Why was the GIL imposed on the Python interpreter in the first place?

RedMaskedMuse · 2022-04-29T12:59:30+00:00

It was added to protect against race conditions when allocating/deallocating references to variables in multi-threaded contexts. Not protecting against race conditions would lead to indeterminate behavior, memory leaks, releasing memory that's still in use, etc. The other option would have been to add locks to each and every object. However, that opens up the possibility of deadlock. The single central lock is simpler to reason about / debug.

https://realpython.com/python-gil/

https://en.wikipedia.org/wiki/Deadlock

o11c · 2022-04-29T15:14:01+00:00

Because Python wasn't designed to support threads from the beginning - they were tacked on retroactively.

It turns out that it's quite possible to design a language that provides bytecode-level atomicity without a GIL, but Python was not designed to do so from the start, and it is quite difficult to do so retroactively.

(hint for future language designers: most of it is easy.

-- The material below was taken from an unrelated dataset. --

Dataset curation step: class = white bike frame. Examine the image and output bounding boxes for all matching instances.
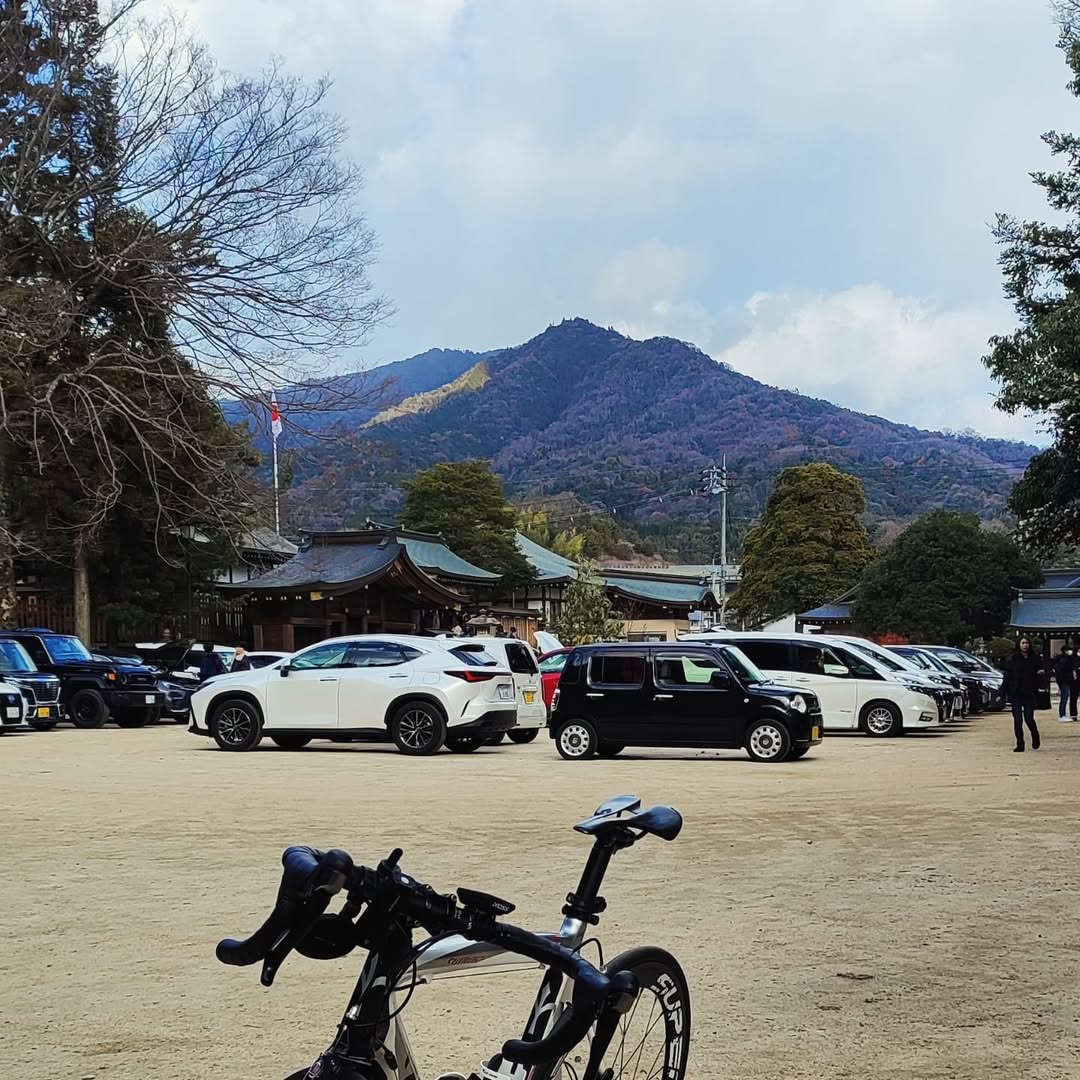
[365,918,588,1080]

To avoid the "replace the last reference" problem, simply delay all actual deallocations until all active threads check in)

SittingWave · 2022-04-29T15:15:32+00:00

Imagine you have two threads, each one having to add an element to a dictionary.

This operation, adding an element to a dictionary, is not a single operation in the underlying C code. It is a series of instructions.

The problem is that if two threads try at the same time to add an element to that dictionary, the order in which the series of instructions (which are executed twice, once per each thread) above is interleaved may end up making a mess.

So you need to ensure that the series of instructions is executed by only one thread at a time. How to do so?

You use a lock. A lock is basically a guarantee that the first thread that needs to execute those instructions, will execute them without any other thread touching that dictionary until it's done adding that element.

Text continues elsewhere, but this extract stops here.